Few things in life are black and white but it seems I can only stand in one of those lines so here I am in the Sob Sister line and as I look around, I don’t recognize most of the people in this line. But there are so many familiar faces in that other line. People I grew up with. People I worked with. Of course I think I’m in the “right” line, but so do all those people in the other line.
Up and down the line people are shouting back and forth, pretending to have a “conversation.” (Boy, I hate that word) But that’s not what’s really happening. Here’s what I think is really going on.
If the people in the Other line are right, then I must be wrong. Being wrong about really important stuff like torture and shooting people goes right to the core of who I am. Scary stuff.
Here’s my dilemma: I’m having trouble meeting the gaze of people I know in the Other line. They want to talk. To explain why I’m in the wrong line and persuade me to join them. But I smile awkwardly and look away, convinced nothing good can come from such “conversations.” Ideas, and the words we use to express them, are losing their power and meaning for me. They’re just sounds. Like those dogs whose owners think they can speak or sing. I’m focusing more these days on what I do. Actions seem like real things to me.
Am I being cowardly? Maybe. And I haven’t pefected my Stand Mute strategy yet. It’s difficult to be silent. To be still. But here I am in the Sob Sister line, hands in my pockets. Lips tight, eyes straight ahead.
UPDATE: My analogy is flawed. We need more than two lines. Not a third line, maybe, but a place for people to stand who aren’t comfortable in the two lines I described above. Picture that big infield area at the Indy 500.

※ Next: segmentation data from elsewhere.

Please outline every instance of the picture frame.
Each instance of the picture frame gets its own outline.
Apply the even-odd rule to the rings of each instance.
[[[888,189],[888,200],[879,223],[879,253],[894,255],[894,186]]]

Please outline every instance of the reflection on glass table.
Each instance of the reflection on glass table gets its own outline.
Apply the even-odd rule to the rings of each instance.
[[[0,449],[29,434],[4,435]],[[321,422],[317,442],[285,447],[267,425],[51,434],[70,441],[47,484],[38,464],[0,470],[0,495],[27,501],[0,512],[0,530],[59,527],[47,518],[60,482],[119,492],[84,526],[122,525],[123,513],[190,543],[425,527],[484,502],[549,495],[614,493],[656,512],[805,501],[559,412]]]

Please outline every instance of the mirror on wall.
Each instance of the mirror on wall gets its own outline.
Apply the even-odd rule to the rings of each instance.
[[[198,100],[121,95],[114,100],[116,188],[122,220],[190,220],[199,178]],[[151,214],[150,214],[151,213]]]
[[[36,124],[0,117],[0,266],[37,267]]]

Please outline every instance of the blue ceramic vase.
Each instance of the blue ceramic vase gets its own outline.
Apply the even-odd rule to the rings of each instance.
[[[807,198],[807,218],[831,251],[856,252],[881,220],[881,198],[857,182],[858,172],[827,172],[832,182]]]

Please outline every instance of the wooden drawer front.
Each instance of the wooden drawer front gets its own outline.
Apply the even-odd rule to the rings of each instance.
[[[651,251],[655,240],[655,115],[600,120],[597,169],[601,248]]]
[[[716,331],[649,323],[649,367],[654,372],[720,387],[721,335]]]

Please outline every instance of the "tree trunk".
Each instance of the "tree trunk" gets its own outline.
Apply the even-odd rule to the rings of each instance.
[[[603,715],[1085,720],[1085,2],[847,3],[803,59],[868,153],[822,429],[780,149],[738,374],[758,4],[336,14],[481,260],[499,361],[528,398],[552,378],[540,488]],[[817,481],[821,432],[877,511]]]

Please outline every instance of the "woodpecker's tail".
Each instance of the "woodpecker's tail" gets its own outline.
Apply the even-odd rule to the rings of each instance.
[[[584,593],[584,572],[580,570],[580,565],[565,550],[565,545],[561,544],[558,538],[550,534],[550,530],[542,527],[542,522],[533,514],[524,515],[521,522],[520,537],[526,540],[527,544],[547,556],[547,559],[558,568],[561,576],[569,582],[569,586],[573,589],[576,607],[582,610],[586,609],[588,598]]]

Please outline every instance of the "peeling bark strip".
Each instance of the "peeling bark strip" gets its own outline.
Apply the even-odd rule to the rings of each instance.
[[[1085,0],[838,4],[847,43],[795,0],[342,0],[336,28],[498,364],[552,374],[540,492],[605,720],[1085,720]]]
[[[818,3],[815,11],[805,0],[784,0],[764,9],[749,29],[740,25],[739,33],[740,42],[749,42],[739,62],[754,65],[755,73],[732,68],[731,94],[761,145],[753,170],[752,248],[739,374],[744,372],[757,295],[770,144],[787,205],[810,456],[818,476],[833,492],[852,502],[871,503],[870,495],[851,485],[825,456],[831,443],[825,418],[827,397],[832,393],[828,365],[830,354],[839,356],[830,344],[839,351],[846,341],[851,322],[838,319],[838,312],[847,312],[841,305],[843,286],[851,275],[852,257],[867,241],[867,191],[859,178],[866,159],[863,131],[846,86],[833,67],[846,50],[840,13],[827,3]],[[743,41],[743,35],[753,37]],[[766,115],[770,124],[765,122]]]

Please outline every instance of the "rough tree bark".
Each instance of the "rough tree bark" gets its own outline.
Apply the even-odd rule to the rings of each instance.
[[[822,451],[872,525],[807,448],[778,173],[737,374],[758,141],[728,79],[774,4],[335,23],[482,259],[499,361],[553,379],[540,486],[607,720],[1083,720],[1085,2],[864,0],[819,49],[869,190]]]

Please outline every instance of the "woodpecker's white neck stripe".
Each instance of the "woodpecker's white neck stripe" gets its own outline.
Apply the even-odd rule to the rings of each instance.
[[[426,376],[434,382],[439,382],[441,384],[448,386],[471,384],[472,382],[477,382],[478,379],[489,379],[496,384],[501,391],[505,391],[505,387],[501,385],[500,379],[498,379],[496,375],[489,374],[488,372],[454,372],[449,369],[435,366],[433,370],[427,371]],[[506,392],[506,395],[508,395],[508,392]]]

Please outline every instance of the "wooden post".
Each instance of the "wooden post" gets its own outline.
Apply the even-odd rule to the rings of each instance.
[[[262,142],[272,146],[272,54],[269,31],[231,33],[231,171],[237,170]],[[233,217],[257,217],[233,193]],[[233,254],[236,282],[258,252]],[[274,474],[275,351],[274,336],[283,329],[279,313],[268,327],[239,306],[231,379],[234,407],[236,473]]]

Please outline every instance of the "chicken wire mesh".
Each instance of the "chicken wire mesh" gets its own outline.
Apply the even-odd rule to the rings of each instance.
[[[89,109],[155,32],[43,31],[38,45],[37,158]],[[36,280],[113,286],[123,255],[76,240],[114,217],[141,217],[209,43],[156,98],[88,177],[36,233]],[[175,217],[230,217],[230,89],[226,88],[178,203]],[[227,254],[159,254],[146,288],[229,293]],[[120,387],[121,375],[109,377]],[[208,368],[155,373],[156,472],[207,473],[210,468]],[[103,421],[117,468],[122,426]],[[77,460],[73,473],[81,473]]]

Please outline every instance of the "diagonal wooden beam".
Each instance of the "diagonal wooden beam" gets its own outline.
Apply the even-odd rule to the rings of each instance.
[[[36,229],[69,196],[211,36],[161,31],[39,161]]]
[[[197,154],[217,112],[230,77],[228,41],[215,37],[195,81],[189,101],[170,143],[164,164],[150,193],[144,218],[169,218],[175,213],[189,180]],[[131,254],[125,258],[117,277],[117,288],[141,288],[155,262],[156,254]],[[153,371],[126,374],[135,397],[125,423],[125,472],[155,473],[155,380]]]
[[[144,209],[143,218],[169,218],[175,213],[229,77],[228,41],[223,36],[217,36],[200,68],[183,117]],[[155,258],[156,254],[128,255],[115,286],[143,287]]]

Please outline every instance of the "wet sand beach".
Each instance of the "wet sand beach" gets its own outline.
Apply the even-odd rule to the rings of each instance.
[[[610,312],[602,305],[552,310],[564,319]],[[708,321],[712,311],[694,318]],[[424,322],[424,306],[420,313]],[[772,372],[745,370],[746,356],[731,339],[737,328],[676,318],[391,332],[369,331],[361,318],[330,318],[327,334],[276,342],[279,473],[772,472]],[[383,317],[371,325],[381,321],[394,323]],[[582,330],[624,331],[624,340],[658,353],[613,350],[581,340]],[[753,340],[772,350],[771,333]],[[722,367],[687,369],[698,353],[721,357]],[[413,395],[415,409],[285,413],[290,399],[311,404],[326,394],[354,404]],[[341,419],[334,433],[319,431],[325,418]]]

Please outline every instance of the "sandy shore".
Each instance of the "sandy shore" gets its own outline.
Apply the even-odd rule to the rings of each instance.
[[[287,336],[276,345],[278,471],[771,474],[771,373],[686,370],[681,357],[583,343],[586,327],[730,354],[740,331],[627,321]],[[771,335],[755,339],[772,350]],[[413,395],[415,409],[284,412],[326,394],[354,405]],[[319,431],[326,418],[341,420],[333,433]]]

These folks believe there are times when a police officer might have to shoot (12 times) an unarmed suspect. You have to look at the facts of each case and try to put yourself in the shoes of the officer. And clearly there are time when torture is justified. If a kidnapper has buried your family alive out in the desert and the only way you could save them was to torture the guy, wouldn’t you do it? Of course you would. So, see? You have to take each case on its merits. I don’t belong in either of your lines. Life’s not that cut and dried. Now. What did I miss?